Bad post. No biscuit.


So here’s the thing: all weekend I was thinking about this post I was going to write based on an article in the New York Times called, Portrait of a Wily Holocaust Survivor. It was going to be about the fact that the word “wily” doesn’t really seem like a word that goes with “Holocaust survivor” and how it reminds me of Wile E. Coyote and that is not at all appropriate, etc etc etc.

Then I started trying to write it last night, and let’s just say that it wasn’t really working. Turns out it’s super hard to write a funny post about ways you shouldn’t describe Holocaust survivors. Once you get past Wile E. Coyote and the Road Runner, there isn’t anywhere you can go without sounding like an insult comic at a roast of Gabrielle Giffords. (What the hell are you doing? Go home. There’s nothing for you here.)

So I scrapped it. And now I have no post.

So instead I’ll tell you about a little bet I made with another blogger who goes by the name, Dad on Arrival. He is one of my absolute favorite bloggers. Unfortunately, it turns out he is also a Broncos fan. Last week, he messaged me on Facebook and asked if we could make things a little interesting for the Super Bowl, which is between my Seattle Seahawks and the devil’s Denver Broncos.

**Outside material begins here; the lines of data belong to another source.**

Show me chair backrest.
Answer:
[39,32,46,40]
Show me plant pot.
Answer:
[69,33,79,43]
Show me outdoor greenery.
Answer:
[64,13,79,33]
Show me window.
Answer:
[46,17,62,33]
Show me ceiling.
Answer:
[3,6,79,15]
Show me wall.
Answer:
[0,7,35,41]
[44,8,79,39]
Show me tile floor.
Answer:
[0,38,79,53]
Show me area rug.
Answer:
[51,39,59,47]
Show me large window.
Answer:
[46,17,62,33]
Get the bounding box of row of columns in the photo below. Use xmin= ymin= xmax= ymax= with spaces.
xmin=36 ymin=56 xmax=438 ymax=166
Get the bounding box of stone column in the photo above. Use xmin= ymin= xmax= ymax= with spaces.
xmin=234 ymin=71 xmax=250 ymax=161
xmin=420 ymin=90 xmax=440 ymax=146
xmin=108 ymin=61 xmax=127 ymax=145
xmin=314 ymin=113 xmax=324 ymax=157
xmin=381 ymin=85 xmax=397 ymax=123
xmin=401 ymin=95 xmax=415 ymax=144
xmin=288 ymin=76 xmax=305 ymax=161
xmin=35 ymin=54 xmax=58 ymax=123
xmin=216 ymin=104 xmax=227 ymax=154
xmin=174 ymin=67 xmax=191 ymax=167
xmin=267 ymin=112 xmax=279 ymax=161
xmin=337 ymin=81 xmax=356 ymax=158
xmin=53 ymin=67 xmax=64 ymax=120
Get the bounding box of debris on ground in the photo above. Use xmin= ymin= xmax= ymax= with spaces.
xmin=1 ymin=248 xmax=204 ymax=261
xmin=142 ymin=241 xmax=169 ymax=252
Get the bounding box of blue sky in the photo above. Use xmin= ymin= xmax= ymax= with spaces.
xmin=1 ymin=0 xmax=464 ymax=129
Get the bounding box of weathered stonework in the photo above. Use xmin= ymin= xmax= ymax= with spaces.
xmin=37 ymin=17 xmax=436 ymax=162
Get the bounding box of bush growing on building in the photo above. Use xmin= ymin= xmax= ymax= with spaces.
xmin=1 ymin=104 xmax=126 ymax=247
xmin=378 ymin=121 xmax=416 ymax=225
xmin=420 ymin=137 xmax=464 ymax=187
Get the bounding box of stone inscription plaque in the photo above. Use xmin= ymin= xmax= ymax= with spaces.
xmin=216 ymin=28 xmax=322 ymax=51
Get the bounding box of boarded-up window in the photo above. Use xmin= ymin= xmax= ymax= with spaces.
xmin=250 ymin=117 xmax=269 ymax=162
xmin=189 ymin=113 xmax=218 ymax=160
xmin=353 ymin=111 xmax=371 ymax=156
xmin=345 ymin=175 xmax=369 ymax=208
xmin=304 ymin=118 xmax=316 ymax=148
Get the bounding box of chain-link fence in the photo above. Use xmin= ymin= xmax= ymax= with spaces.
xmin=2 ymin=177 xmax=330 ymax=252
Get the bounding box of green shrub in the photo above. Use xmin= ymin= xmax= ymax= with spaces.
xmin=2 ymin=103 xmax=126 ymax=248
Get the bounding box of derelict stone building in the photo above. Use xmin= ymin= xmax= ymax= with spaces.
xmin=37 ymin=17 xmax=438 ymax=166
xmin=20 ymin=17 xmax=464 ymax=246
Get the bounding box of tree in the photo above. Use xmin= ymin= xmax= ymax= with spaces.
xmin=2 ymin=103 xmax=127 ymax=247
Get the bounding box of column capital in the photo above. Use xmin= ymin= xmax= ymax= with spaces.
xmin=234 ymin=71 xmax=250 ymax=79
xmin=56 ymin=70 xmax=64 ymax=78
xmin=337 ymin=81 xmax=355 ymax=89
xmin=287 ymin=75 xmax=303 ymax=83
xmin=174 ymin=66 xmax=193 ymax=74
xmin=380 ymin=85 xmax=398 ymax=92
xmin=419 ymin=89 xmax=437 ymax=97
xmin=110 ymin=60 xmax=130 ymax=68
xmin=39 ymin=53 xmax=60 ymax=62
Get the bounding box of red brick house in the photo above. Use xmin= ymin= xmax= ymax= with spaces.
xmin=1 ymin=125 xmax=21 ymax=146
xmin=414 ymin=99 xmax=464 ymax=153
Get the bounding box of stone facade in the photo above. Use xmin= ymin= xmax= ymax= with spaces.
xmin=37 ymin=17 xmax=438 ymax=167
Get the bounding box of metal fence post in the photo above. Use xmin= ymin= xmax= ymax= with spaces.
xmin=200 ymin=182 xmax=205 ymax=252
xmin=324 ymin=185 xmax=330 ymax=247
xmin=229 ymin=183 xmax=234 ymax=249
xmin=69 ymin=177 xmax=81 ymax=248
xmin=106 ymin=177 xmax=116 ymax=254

Here’s the deal: the loser has to write two blog posts for the winner — one during the week after the game, and another at the winner’s discretion. So if I lose, AND I WON’T LOSE, I’ll be directing you over to my post on DOA next week. When I win, you will get to enjoy the words of DOA, and you will laugh and I will smile while attending the Seahawk’s victory parade on Fourth Avenue.

Oh, and PS — if you, like my husband, are getting a little tired of the football talk, don’t you worry. The season ends on Sunday.

PPS Go Hawks

Author: admin

Meredith likes to write the funny at her blog, Pile of Babies (


  1. Having been relocated from Portland, OR to the gloriousness that is Boulder, CO all I have to say is, GO. BRONCOS. We are gonna ruin Seattle like a nose zit on prom night.


    But seriously. We are gonna win. It’s why so many people name their kids Peyton around here.

  2. What a shame my Bears aren’t playing. That is all I have to say about that. Oh, and I couldn’t agree more about Wile E. That should never be strung together with Holocaust Survivor.

    I do so enjoy reading your thoughts!